Years ago, I worked intimately with a very strict Burmese meditation master, Sayadaw U Pandita. At every interview, Sayadaw would either exhort me to “try harder” or “maintain the effort that I was applying.” For him, enlightenment was the inevitable result of a ‘job’ well done. If you weren’t awake, you simply hadn’t finished the job, yet. (Needless to say, I’m still very much ‘on the job’.)
Aside from U Pandita’s unshakeable conviction in the possibility and accessibility of ultimate freedom, I still appreciate his pragmatic and salt-of-the-earth style of teaching. With ordinary examples, he subtle subtle aspects of consciousness and cognition that otherwise were anything but clear.
At one interview he asked me, “How do you know the flavor of the pineapple that you eat at lunch?” Assuming this was a Zen-like question with a counter-intuitive answer, I paused, hoping that wisdom and insight would come to my aid.
Sensing my hesitation, he didn’t waste another moment waiting for me and launched into a teaching of lucid simplicity:
“First, your fork must be aimed at the pineapple in its bowl. Then the energy of your hand must guide the fork into the chunk of pineapple. Then, the same process repeats of ‘aiming’ the morsel of pineapple at your mouth, and ‘guiding’ the pineapple in. Similarly, you must aim your awareness at the experience of pineapple in your mouth, and awareness must be sustained on the pineapple while chewing in order for the true flavor of ‘pineapple’ to be known.”
U Pandita continued, “Apply these factors of mind to all objects that arise in your meditation.
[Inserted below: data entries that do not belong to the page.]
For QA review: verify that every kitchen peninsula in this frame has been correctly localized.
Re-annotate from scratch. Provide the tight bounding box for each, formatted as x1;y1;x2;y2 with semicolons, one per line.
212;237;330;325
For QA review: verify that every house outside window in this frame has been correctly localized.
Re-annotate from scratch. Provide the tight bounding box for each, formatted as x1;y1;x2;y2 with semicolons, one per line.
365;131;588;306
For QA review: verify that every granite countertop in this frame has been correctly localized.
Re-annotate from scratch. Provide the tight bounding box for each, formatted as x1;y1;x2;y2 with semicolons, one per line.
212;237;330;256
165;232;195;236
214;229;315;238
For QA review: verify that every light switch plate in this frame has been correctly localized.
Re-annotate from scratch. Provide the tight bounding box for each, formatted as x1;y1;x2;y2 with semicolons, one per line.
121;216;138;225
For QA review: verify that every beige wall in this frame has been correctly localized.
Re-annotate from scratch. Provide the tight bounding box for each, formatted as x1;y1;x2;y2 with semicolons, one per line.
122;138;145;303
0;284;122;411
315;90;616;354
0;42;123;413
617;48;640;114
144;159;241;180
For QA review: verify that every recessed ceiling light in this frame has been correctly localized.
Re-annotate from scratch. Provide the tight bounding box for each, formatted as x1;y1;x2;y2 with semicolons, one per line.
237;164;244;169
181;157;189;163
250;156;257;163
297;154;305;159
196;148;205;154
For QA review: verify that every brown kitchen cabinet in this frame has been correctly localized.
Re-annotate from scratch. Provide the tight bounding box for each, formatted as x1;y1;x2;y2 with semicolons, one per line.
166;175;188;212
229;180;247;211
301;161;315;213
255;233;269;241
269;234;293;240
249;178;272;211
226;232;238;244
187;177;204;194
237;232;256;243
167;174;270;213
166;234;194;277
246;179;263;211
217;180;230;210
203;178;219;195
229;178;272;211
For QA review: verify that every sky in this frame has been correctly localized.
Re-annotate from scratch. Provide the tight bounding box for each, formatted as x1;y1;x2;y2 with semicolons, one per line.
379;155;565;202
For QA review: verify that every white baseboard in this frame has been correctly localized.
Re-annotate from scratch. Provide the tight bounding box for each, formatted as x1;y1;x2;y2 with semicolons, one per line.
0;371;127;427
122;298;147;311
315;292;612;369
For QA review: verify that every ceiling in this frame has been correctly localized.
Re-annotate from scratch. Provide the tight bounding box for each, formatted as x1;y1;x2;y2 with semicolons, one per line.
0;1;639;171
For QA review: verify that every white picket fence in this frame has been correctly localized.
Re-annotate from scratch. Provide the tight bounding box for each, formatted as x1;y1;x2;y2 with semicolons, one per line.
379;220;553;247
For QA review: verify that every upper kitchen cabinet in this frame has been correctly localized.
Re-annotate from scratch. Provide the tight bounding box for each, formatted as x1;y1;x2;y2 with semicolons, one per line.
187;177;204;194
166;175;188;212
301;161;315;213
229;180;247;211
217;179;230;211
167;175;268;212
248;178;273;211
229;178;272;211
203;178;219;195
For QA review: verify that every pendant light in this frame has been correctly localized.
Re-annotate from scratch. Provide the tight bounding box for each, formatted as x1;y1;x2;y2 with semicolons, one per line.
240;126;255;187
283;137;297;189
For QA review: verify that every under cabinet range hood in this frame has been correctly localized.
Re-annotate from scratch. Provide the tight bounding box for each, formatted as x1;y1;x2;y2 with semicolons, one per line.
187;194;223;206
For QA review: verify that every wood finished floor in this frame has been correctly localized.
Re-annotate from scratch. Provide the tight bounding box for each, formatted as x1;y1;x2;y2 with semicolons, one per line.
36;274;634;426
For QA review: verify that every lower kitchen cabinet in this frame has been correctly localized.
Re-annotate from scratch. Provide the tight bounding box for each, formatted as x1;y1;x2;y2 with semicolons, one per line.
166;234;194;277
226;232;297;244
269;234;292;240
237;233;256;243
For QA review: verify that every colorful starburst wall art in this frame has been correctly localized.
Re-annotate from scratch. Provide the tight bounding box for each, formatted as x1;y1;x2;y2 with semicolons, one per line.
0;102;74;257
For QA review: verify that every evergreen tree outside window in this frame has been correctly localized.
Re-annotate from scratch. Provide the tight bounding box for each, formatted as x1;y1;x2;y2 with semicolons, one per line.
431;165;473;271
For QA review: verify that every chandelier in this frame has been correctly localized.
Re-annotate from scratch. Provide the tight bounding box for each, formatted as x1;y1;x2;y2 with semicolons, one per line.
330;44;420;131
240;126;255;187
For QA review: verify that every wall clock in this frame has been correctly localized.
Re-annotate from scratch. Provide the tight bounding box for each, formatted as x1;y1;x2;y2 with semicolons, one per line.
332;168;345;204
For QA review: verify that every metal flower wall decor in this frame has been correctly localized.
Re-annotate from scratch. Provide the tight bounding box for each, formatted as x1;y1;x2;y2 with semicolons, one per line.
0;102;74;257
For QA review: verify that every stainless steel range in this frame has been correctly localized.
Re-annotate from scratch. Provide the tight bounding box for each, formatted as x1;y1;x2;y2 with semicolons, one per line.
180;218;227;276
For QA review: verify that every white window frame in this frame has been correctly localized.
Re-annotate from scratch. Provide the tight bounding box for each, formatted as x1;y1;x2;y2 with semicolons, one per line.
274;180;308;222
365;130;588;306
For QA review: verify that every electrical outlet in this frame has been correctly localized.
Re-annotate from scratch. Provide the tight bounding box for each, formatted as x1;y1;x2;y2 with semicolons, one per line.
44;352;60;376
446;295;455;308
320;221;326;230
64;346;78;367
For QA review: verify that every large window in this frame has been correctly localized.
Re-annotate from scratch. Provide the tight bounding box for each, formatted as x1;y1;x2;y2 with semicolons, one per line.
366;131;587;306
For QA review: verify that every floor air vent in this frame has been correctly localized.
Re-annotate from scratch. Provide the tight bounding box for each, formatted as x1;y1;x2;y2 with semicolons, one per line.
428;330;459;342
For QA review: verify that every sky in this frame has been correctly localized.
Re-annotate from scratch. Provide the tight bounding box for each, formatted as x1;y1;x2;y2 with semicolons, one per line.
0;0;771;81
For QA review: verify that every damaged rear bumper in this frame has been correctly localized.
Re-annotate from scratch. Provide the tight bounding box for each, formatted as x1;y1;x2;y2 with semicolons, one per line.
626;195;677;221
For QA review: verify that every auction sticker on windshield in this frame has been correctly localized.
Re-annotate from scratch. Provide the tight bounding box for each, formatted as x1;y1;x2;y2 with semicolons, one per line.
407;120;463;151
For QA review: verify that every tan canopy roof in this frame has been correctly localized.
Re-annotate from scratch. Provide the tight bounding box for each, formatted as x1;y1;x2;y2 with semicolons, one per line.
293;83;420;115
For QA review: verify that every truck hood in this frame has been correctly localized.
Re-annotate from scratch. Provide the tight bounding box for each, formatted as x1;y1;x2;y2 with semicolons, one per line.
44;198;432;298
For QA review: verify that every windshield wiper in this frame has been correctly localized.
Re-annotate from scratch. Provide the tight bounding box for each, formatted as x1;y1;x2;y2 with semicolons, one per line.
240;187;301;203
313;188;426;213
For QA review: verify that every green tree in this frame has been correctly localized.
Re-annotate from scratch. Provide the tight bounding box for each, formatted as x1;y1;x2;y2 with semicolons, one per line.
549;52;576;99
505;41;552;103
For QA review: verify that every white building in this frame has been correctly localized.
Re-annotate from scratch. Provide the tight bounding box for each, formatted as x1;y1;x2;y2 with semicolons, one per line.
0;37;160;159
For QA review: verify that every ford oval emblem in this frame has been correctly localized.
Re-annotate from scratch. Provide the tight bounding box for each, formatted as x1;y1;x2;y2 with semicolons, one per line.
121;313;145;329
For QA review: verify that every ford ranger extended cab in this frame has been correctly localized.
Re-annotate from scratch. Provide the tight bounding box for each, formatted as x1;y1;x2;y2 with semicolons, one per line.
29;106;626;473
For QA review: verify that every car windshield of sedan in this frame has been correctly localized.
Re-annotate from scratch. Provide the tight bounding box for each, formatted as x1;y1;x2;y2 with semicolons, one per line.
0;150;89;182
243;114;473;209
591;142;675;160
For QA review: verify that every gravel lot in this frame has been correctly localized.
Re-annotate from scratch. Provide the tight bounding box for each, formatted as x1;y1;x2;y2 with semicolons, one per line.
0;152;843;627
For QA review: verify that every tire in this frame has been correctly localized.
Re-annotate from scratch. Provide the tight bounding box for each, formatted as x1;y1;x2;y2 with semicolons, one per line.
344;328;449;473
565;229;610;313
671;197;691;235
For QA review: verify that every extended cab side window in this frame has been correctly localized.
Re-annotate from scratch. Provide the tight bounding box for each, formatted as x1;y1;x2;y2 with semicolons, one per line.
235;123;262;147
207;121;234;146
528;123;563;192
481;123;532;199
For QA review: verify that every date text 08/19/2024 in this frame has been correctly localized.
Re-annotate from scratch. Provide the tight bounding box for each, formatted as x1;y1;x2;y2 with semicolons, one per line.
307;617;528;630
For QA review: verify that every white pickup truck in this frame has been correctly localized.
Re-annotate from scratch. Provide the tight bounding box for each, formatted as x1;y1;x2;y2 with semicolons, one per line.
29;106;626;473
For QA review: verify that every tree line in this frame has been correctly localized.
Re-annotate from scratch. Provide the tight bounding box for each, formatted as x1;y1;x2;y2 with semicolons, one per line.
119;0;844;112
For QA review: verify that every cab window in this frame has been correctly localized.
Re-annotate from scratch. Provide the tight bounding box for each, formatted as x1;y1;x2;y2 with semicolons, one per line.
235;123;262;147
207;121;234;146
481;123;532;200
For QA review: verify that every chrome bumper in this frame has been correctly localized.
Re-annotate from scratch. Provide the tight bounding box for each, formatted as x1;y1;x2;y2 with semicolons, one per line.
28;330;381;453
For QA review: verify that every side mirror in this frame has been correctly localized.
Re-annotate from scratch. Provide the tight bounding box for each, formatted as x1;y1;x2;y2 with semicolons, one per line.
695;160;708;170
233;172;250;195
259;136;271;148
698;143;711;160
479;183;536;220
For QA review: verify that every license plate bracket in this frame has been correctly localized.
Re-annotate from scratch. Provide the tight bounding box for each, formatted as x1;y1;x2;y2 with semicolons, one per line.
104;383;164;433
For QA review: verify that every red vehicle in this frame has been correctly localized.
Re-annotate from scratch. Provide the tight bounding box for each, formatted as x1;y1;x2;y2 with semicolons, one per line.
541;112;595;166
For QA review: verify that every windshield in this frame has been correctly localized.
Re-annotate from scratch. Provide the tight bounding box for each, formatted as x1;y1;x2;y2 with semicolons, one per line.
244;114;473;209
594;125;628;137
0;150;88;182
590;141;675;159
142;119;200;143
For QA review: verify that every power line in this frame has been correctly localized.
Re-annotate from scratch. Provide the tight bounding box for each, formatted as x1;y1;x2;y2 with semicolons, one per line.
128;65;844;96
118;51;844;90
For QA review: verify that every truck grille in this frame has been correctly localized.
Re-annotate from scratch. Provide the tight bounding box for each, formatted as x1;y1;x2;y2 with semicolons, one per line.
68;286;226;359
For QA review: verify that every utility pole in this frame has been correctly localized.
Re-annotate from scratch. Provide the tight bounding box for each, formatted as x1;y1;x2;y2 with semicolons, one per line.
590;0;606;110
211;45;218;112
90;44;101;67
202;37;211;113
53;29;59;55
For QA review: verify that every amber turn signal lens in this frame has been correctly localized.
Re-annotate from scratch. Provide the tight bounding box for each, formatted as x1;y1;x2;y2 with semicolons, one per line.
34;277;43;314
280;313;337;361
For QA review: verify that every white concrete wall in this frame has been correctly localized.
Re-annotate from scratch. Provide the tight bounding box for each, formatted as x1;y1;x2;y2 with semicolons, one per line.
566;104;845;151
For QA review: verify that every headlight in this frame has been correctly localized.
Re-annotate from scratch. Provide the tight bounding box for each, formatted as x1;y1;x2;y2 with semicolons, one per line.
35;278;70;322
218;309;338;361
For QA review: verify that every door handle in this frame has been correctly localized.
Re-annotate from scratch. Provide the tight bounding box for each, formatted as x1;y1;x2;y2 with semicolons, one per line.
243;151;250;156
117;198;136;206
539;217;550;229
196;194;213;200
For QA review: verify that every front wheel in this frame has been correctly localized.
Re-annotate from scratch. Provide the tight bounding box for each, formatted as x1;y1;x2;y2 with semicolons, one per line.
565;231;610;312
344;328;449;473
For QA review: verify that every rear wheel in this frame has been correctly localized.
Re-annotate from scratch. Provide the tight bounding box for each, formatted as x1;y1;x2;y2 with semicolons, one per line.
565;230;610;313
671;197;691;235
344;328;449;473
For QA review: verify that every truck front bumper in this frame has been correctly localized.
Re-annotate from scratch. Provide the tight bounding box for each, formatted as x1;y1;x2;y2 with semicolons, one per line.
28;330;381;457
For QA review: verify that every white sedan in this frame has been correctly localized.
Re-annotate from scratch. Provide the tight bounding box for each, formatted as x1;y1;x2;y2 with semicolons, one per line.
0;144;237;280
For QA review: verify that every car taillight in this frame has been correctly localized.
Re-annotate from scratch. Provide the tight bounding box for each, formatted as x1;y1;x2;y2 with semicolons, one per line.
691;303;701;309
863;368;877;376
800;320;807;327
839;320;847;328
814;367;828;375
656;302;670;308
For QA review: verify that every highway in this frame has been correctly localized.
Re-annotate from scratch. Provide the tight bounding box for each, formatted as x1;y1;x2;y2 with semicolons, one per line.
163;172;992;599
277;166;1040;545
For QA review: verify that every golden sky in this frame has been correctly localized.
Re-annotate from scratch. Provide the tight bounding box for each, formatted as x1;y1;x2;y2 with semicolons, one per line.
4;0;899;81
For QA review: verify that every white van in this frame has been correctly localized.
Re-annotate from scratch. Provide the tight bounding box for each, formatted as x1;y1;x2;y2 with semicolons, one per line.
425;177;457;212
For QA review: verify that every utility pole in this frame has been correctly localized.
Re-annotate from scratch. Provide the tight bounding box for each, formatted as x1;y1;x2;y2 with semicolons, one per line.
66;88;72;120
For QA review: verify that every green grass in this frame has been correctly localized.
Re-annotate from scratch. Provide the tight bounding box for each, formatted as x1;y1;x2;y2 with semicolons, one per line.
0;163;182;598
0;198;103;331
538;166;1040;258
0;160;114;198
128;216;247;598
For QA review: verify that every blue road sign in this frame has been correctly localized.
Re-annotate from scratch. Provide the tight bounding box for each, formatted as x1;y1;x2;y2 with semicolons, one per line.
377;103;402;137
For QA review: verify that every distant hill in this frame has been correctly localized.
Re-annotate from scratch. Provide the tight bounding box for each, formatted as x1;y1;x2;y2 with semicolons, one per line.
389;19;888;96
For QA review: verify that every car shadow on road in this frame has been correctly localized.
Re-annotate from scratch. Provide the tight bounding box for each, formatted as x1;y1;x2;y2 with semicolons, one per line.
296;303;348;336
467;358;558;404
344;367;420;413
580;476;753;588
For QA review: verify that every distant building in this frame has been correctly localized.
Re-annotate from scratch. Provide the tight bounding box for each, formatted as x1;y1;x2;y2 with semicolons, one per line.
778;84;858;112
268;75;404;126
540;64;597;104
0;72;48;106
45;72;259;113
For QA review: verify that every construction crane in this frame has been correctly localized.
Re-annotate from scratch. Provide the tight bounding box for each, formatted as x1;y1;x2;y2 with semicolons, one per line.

Aim the mind at the object and rub the mind into the object.”
Only after this retreat did I realize that U Pandita was offering me a very clear explanation of two important factors of mind: vitakka and vicara. Vitakka is translated as ‘directed thought’ and refers to the ability of consciousness to take aim at a particular thing. Vicara is translated as ‘evaluative thought’ and refers to the ability of consciousness to sustain a connection with a particular object.
Giving attention to these twin factors can sharpen one’s attention and deepen one’s connection with the ultimate truth or flavor of each and every object.
As a point of practice, you might simply work with the breath. One half-breath at a time, aim the mind at the very beginning of the in-breath or out-breath, and then sustain the attention throughout the life cyle of that particular half breath. When that half-breath is finished, simply begin again, and again, and again. Once you get the feel for it, transpose this orientation of aiming and sustaining to all other objects. This very use of thought in this way will quickly quiet most discursive chatter.
It’s a simple but proven tactic for strengthening one’s samadhi and mindfulness. Have fun working with it this week in your meditation!